Performance metrics hold the key to study startup optimization

goBalto Spearheads Benchmarking and Analytic Data Initiatives in Starting Clinical Trials

goBalto announced today its latest version of goBalto Analyze. The second major release of 2018 offers new reporting capabilities based on standardized performance metrics that are actionable to drive transparency and process improvement.

The sharpening focus on quality management and efficiencies is fueling greater use of standardized metrics to optimize clinical trial performance. That's why targeted performance metrics that measure the many details of clinical trial operations are essential. And for study startup in particular, performance metrics are critical, given it is one of the most complicated parts of clinical trials and one of the most crucial to meeting site activation timelines and study completion milestones.

Performance metrics are critical to efforts to rein in clinical trials that are either poorly initiated or have incurred unforeseen events, which place the original timelines and/or budgets at risk of overages. They also drive competitive performance among those organizations performing trials.

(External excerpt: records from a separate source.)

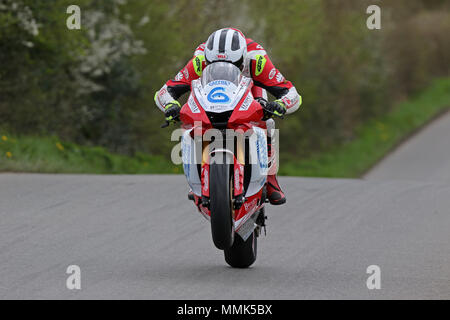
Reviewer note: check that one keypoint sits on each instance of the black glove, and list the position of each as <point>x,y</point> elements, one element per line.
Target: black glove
<point>172,111</point>
<point>276,107</point>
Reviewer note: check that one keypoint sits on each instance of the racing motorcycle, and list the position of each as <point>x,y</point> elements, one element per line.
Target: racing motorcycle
<point>225,159</point>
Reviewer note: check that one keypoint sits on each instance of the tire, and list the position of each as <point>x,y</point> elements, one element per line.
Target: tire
<point>222,227</point>
<point>243,253</point>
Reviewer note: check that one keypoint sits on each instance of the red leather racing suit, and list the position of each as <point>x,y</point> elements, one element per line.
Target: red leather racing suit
<point>257,65</point>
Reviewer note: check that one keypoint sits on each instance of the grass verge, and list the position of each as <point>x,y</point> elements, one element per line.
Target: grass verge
<point>50,155</point>
<point>375,139</point>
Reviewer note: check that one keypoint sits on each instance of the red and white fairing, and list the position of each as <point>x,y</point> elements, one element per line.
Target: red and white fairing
<point>219,96</point>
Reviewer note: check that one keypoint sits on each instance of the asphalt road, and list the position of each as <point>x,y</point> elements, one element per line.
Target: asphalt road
<point>424,157</point>
<point>138,237</point>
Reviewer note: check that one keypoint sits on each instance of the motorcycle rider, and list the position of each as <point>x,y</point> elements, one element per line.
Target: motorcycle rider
<point>230,45</point>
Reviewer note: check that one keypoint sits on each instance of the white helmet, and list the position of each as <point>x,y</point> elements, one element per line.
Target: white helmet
<point>228,45</point>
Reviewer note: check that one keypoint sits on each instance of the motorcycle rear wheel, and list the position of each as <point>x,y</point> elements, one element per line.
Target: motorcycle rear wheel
<point>222,228</point>
<point>242,254</point>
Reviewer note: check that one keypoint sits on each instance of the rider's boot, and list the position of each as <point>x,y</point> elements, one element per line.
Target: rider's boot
<point>274,192</point>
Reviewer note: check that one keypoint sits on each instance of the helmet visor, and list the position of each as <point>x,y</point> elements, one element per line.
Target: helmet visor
<point>221,71</point>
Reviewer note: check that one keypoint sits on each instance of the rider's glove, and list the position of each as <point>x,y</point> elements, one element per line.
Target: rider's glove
<point>276,107</point>
<point>172,111</point>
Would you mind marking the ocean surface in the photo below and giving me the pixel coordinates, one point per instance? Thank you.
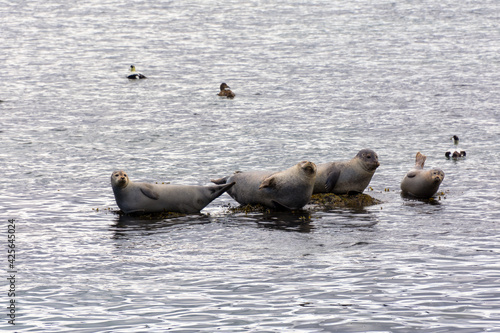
(314, 80)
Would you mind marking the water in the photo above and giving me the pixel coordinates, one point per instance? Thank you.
(315, 80)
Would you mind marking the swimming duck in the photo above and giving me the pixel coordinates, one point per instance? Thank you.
(225, 91)
(456, 154)
(135, 75)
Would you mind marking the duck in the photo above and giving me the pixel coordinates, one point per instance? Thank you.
(135, 75)
(225, 91)
(456, 154)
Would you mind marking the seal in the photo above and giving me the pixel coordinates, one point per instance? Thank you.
(421, 183)
(135, 75)
(153, 198)
(225, 91)
(347, 177)
(284, 190)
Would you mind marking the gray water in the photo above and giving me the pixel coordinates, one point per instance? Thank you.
(316, 80)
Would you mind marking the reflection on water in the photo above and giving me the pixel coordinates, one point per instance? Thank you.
(316, 80)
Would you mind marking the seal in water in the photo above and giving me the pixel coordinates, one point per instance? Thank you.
(422, 183)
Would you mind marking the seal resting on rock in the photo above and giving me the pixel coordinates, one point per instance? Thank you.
(153, 198)
(422, 183)
(288, 189)
(347, 177)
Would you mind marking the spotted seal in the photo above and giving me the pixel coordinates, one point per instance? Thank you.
(288, 189)
(154, 198)
(347, 177)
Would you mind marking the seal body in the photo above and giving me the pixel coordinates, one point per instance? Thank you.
(153, 198)
(421, 183)
(347, 177)
(288, 189)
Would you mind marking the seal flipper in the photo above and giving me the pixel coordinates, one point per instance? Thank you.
(220, 181)
(420, 160)
(217, 191)
(268, 182)
(411, 174)
(333, 177)
(148, 190)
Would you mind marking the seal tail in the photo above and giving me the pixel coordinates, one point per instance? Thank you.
(420, 160)
(217, 191)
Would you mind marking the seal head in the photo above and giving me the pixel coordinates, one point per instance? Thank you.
(422, 183)
(286, 190)
(347, 177)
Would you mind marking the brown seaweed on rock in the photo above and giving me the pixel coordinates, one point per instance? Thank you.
(330, 200)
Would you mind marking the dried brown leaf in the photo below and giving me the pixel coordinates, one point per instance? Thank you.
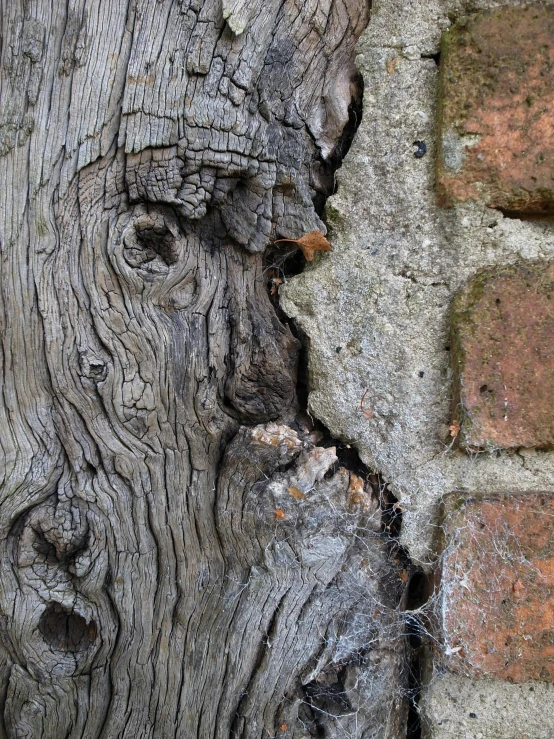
(310, 243)
(454, 429)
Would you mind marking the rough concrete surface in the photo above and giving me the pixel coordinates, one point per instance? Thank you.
(384, 295)
(488, 709)
(376, 313)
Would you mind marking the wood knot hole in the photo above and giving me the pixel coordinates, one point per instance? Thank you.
(65, 630)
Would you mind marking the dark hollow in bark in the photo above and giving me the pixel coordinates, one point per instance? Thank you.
(179, 558)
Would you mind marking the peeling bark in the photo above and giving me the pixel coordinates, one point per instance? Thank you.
(158, 577)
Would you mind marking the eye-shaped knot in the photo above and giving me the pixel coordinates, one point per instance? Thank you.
(149, 244)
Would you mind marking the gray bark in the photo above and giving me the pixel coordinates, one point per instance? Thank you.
(178, 556)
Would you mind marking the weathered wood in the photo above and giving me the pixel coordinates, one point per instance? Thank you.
(158, 577)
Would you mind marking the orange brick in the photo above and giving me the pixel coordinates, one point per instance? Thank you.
(497, 587)
(503, 357)
(496, 141)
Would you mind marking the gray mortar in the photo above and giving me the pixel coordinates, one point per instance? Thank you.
(384, 294)
(458, 708)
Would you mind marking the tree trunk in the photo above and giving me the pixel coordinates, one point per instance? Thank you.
(179, 557)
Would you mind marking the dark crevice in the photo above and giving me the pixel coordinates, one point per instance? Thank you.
(435, 57)
(326, 695)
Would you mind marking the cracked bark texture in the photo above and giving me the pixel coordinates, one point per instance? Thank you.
(157, 576)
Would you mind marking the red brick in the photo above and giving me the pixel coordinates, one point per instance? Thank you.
(503, 357)
(497, 587)
(496, 141)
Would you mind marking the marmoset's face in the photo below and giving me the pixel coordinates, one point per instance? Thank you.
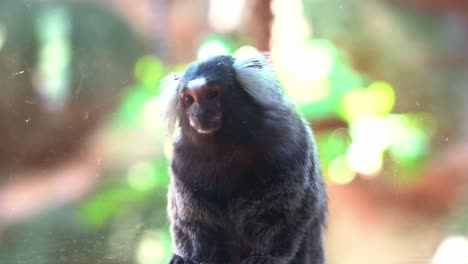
(201, 100)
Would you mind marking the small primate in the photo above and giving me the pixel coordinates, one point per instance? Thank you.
(246, 184)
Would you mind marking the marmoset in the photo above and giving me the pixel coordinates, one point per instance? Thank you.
(246, 184)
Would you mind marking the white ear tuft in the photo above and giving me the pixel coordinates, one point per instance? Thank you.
(167, 101)
(258, 79)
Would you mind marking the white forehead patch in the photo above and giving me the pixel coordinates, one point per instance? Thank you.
(197, 83)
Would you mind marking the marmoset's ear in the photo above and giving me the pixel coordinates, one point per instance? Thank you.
(168, 101)
(256, 76)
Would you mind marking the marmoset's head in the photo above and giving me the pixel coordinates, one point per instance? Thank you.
(218, 91)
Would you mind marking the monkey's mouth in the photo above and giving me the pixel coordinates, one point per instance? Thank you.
(205, 125)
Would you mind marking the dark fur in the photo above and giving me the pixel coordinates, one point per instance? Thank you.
(252, 192)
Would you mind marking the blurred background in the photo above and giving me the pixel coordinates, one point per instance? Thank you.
(83, 155)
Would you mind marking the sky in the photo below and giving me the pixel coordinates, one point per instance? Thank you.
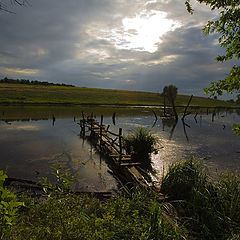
(140, 45)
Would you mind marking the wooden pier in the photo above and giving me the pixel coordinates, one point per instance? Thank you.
(110, 144)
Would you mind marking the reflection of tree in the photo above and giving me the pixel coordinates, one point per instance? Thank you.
(170, 123)
(170, 92)
(184, 129)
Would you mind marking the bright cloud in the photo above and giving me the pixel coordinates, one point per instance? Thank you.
(141, 33)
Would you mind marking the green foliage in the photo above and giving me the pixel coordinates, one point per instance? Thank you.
(132, 217)
(63, 179)
(140, 144)
(9, 206)
(182, 177)
(209, 210)
(227, 26)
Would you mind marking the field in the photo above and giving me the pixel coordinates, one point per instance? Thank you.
(31, 94)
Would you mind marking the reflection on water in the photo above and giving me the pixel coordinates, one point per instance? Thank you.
(28, 147)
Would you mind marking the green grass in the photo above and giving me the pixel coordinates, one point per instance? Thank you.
(140, 144)
(208, 209)
(195, 207)
(30, 94)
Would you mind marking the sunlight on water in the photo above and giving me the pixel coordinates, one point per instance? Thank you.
(28, 148)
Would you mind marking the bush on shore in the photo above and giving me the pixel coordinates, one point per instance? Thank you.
(195, 207)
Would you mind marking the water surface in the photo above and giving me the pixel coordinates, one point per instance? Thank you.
(31, 141)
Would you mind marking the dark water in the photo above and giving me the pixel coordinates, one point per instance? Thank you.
(29, 147)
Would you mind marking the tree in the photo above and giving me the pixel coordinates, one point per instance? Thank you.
(5, 7)
(170, 92)
(227, 26)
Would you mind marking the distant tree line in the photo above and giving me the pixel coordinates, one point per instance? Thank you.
(35, 82)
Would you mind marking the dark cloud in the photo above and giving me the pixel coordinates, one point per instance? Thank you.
(61, 41)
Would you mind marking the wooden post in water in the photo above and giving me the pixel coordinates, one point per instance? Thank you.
(101, 128)
(120, 145)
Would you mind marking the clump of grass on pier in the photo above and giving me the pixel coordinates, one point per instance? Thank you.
(140, 144)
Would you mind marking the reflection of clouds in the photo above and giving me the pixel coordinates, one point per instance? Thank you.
(28, 127)
(170, 152)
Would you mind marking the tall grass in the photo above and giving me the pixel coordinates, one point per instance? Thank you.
(140, 144)
(209, 209)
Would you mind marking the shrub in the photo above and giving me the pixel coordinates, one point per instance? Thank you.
(9, 206)
(140, 144)
(210, 210)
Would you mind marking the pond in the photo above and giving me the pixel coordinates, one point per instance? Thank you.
(31, 141)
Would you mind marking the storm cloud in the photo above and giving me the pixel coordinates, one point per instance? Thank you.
(85, 43)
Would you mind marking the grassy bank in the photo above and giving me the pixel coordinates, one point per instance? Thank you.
(195, 207)
(31, 94)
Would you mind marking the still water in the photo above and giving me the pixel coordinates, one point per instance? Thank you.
(31, 142)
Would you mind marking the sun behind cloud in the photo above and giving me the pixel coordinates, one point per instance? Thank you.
(142, 32)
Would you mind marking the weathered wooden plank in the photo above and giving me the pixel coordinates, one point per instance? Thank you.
(130, 164)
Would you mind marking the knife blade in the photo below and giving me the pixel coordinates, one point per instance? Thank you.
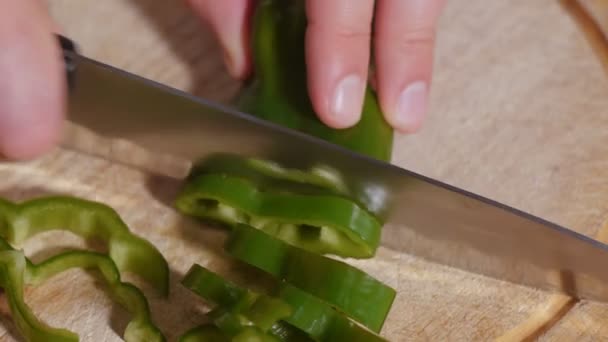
(424, 217)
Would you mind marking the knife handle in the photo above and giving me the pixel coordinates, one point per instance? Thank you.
(70, 57)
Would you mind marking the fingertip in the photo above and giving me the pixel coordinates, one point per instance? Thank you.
(407, 113)
(33, 85)
(344, 106)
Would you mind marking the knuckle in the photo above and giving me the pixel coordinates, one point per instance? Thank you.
(416, 38)
(343, 31)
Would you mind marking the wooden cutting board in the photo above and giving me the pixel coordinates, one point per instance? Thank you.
(519, 114)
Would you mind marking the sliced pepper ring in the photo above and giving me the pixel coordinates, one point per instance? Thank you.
(323, 224)
(140, 328)
(90, 220)
(237, 308)
(12, 279)
(309, 319)
(265, 173)
(347, 288)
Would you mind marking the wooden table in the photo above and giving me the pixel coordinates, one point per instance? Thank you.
(519, 114)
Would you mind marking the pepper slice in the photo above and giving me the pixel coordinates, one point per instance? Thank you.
(321, 321)
(90, 220)
(238, 308)
(278, 90)
(323, 224)
(351, 290)
(22, 271)
(267, 173)
(309, 318)
(12, 276)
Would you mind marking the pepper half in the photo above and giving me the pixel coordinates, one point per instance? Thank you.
(16, 271)
(90, 220)
(324, 224)
(278, 90)
(349, 289)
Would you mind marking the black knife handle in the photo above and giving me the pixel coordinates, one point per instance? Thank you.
(70, 57)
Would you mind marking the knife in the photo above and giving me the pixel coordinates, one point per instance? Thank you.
(424, 217)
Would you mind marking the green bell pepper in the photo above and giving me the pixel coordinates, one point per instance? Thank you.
(324, 224)
(349, 289)
(308, 319)
(278, 90)
(16, 271)
(319, 179)
(90, 220)
(237, 308)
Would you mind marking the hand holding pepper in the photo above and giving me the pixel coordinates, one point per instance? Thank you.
(338, 45)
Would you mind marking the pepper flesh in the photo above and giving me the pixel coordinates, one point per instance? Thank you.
(351, 290)
(139, 329)
(278, 90)
(310, 318)
(324, 224)
(12, 274)
(237, 308)
(318, 179)
(90, 220)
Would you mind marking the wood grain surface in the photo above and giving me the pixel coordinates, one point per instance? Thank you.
(518, 114)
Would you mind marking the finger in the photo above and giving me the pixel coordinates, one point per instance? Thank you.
(337, 55)
(32, 86)
(404, 44)
(229, 20)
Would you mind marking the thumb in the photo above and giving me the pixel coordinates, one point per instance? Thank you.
(32, 86)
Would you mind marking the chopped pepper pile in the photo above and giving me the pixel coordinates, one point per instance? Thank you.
(285, 221)
(17, 271)
(282, 221)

Risk mitigation is therefore optimized using systems that can provide timely, preferably real-time data on trial bottlenecks, which indicate red flags to be reviewed and addressed or at least tracked carefully throughout the trial.

Jeff Kasher
Patients Can't Wait, & Executive Chair
Avoca Quality Consortium
"Turning big data into big insights requires analytics that are actionable. Performance metrics must be data-driven, standardized across studies, indication, and therapeutic areas, and timely. They must also, importantly, facilitate a forum for discussion."
Sujay Jadhav
"Although overall cycle times can be an indicator of process and team inefficiencies, it does not inform you as to the exact cause of the problem. Organizations need to be able to analyze their data to determine the cause and effect of process, staffing, and regulatory changes on their cycle times."

Having technology that can automate or assist in the timely monitoring of trials is a significant improvement over the current 'status quo' of manual methods, such as spreadsheets, which are cumbersome and erroneous, and unable to scale for complex global studies.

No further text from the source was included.